Their study findings also backed the usefulness of ctDNA as an early surrogate end point in the context of neoadjuvant treatment.
In the phase 2 multicentre trial, 46 patients deemed eligible for surgical resection were treated with neoadjuvant paclitaxel, carboplatin plus nivolumab for three 21-day cycles, followed by adjuvant nivolumab monotherapy for one year.
The authors said they had previously reported the primary endpoint pathologic complete response (pCR) rate results, showing that the addition of neoadjuvant nivolumab to chemothjerapy significantly increased the pCR rate compared to 36.2%, compared to 6.8% with neoadjuvant chemotherapy alone (Relative Risk 5.25 [99% CI 1.32-20.87]; P = 0.0071).
New findings reported at ASCO showed that overall survival at 36 months was 81.9% (95% confidence interval [CI] = 66.8%–90.6%) in the intention-to-treat population (46 patients) and 91.0% (95% CI = 74.2%–97.0%) in the per-protocol population of 37 patients.
“These are unprecedentedly high survival rates in patients with stage IIIA NSCLC and have not been reported in prior studies evaluating neoadjuvant approaches,” the authors said.
They also noted that in the 12 patients who showed disease progression, the median time to progression was 19.4 months, which exceeded that of the overall follow-up from the previous series
An additional finding was that patients with low ctDNA levels (< 1% mutant allele fraction) at baseline had significantly improved progression-free survival (adjusted hazard ratio [HR] = 0.20, P = .006) and OS (adjusted HR = 0.07, P = .002) compared with patients with higher ctDNA levels. They added that ctDNA levels outperformed radiologic assessments in the prediction of survival.
The study investigators said they had previously reported a modest increase in treatment related adverse effects in patients who received nivolumab in addition to chemotherapy, and none of them were associated with delayed surgery or death.
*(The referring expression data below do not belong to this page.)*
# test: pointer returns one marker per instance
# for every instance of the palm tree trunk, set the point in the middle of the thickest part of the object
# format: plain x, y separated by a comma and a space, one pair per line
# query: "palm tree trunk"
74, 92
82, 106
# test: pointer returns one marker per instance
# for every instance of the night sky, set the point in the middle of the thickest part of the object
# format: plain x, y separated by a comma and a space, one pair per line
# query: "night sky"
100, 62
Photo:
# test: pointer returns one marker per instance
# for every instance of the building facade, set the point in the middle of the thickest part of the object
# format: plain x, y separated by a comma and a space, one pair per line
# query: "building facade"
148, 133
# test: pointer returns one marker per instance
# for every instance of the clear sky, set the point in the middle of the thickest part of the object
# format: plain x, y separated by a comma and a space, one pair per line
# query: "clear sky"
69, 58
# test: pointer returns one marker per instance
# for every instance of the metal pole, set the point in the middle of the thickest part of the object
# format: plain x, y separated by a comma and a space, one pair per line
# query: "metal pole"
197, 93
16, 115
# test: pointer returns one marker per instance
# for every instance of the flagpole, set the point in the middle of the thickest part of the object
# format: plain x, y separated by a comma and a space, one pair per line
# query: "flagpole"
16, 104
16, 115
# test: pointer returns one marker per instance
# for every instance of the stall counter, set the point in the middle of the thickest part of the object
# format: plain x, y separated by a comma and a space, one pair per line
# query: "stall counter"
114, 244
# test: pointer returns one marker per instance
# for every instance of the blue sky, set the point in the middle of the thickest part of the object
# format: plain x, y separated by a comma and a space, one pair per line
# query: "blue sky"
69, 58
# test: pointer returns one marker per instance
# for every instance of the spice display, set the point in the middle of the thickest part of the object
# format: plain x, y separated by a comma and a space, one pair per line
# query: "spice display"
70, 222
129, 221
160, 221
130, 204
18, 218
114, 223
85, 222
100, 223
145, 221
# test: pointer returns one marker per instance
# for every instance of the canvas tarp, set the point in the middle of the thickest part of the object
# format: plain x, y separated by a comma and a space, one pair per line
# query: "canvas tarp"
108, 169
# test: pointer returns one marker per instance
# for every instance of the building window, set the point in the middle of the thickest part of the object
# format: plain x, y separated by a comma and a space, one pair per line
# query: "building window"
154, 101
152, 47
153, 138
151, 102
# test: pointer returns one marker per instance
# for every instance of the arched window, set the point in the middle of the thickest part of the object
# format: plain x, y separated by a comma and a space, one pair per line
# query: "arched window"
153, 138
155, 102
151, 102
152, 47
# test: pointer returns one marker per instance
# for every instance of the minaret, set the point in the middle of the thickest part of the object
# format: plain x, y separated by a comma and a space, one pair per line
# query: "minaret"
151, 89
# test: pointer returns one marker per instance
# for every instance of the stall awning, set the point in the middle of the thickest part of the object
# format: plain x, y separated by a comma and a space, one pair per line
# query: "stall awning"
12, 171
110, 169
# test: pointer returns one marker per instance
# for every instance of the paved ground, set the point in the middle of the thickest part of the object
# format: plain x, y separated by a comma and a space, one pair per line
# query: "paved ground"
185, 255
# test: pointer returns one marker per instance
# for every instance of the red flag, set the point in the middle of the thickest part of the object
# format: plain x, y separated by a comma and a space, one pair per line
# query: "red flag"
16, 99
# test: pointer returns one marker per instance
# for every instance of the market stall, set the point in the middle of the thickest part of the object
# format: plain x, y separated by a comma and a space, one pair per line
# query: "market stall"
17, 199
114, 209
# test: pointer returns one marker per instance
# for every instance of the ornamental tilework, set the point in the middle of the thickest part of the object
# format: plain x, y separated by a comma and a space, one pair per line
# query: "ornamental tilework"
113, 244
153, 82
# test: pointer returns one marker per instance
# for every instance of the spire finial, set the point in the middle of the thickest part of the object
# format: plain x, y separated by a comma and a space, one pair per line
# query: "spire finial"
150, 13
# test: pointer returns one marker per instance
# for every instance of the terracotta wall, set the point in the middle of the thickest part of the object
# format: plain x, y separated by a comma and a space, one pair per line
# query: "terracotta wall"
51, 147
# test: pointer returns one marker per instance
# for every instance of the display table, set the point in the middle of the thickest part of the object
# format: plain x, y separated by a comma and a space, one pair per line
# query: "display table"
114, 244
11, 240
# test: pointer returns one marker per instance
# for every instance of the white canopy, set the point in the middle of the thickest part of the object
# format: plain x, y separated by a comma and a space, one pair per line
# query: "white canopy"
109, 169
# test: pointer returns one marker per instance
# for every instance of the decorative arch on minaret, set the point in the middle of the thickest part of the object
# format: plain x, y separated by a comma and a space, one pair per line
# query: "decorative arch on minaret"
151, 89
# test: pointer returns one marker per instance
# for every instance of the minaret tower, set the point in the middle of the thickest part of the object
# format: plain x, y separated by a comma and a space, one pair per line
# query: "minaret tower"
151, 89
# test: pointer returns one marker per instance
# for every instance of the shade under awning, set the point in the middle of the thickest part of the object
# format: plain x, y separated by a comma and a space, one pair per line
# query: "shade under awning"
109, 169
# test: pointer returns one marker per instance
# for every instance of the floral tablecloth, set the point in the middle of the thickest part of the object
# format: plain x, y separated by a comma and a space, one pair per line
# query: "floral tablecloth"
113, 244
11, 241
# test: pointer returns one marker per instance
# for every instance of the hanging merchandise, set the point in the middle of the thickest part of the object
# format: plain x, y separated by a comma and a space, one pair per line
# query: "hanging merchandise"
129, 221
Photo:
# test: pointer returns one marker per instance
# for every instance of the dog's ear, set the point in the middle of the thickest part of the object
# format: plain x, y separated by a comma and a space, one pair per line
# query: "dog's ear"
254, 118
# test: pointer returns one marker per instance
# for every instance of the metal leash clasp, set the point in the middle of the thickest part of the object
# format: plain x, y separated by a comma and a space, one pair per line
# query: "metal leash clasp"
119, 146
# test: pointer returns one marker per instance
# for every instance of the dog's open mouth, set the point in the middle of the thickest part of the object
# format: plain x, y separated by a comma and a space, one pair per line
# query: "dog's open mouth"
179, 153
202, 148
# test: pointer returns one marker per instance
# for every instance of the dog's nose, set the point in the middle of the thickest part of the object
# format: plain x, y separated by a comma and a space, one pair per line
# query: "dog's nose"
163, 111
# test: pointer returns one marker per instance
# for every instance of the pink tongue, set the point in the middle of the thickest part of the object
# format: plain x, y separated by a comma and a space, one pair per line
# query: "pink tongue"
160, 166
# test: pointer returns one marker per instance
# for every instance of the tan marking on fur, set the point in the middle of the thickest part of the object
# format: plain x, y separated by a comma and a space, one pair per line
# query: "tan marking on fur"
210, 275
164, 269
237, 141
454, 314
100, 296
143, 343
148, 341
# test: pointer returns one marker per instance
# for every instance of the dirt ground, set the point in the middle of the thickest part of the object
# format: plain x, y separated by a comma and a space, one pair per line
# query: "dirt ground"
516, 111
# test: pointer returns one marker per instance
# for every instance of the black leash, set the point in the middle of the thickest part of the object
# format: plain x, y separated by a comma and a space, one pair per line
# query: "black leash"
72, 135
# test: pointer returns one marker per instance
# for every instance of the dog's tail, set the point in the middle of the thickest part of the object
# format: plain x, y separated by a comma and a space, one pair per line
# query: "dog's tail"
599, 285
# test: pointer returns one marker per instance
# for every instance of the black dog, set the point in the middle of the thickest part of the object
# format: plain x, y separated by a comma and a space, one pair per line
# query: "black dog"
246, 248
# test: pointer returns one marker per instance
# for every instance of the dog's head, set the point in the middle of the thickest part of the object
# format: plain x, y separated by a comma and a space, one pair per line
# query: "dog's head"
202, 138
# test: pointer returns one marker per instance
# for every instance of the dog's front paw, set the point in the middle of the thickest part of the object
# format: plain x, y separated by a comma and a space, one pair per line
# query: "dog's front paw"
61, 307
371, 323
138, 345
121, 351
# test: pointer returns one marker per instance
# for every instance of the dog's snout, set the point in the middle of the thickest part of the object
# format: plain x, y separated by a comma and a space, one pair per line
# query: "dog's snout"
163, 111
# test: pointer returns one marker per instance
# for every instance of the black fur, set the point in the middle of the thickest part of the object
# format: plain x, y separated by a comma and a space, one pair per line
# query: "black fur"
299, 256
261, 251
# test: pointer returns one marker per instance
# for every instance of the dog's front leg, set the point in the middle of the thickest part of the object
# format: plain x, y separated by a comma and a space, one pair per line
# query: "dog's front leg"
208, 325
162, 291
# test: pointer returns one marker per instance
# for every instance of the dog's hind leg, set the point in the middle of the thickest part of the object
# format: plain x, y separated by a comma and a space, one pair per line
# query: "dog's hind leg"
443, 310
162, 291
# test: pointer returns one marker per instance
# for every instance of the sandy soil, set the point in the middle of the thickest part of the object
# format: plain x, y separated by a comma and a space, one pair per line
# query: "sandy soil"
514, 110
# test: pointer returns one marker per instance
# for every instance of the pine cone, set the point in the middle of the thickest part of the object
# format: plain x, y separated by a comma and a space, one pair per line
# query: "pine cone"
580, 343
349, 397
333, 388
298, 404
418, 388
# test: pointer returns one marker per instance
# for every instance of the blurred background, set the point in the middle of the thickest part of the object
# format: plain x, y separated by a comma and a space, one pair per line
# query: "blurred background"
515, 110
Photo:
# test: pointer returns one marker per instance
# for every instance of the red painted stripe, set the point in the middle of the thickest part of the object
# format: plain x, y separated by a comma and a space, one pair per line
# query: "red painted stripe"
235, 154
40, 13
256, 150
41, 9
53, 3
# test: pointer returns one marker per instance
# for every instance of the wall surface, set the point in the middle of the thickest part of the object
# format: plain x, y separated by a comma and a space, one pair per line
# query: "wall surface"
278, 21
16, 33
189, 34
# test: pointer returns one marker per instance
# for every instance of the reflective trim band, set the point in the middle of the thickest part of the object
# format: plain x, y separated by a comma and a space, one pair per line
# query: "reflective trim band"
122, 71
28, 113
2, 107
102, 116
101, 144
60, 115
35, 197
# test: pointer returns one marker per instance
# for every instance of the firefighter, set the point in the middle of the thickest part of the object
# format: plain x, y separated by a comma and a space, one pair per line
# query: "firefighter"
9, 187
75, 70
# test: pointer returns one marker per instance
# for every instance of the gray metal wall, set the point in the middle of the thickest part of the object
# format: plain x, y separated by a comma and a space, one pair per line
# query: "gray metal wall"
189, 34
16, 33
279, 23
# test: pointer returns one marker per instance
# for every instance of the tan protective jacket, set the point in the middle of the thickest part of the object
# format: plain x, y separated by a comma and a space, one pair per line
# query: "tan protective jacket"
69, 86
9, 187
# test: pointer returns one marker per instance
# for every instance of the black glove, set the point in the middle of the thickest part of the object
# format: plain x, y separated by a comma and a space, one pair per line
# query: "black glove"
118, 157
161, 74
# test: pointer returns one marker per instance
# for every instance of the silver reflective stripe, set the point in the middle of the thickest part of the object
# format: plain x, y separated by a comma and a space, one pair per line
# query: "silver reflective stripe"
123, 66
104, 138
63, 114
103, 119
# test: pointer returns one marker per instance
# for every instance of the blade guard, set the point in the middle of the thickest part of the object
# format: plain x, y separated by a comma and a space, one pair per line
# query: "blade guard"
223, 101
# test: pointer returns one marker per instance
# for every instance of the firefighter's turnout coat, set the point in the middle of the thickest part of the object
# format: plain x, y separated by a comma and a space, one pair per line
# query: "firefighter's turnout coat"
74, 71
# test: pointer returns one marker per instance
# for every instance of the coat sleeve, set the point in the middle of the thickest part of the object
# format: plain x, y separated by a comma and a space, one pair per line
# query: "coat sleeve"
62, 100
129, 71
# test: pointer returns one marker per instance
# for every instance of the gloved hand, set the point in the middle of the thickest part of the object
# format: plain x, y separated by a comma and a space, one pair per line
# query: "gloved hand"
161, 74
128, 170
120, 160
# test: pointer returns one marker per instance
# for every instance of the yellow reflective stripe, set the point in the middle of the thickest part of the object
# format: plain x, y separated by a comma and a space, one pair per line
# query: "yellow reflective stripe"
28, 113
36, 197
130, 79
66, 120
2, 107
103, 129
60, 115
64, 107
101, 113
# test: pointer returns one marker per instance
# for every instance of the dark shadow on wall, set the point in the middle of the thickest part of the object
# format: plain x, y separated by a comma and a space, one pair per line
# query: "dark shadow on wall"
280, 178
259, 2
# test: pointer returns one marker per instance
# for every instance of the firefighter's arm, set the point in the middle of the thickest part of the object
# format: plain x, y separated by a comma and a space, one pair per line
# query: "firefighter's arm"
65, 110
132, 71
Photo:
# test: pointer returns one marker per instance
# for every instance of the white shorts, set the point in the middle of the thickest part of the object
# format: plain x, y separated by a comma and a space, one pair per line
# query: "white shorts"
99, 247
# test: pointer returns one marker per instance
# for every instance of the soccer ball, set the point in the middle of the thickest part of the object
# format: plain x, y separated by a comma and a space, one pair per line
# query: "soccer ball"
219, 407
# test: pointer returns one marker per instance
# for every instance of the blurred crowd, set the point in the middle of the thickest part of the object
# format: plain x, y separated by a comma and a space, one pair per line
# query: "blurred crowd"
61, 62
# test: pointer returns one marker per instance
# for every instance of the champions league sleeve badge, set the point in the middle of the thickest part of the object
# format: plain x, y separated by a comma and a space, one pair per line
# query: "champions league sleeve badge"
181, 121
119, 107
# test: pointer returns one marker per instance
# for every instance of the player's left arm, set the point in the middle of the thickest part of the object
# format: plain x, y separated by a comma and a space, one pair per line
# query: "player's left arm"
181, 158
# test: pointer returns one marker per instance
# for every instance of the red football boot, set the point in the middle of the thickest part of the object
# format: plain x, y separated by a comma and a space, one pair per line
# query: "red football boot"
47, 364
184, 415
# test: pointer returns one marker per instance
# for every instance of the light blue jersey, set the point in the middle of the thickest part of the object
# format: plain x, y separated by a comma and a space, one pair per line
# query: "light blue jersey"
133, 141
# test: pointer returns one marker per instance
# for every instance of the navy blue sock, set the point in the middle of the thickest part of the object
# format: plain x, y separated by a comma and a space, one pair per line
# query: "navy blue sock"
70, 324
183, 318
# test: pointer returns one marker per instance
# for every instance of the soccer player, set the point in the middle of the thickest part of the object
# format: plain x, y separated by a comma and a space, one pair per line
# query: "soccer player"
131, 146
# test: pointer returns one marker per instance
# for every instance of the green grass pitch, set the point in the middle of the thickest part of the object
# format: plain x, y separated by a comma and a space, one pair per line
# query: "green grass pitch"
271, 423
Neoadjuvant treatment with nivolumab enable more patients to have resection, they said, reporting surgery for 91% of pts treated with nivolumab and chemo and 69% with chemo alone.
“This study confirms the superiority of the chemo-immuno combination in patients with resectable stage IIIA NSCLC in terms of pCR, as well as the feasibility of surgery, with a moderate increase in grade 3-4 toxicity. Thus, this treatment should become the standard of care in these patients.”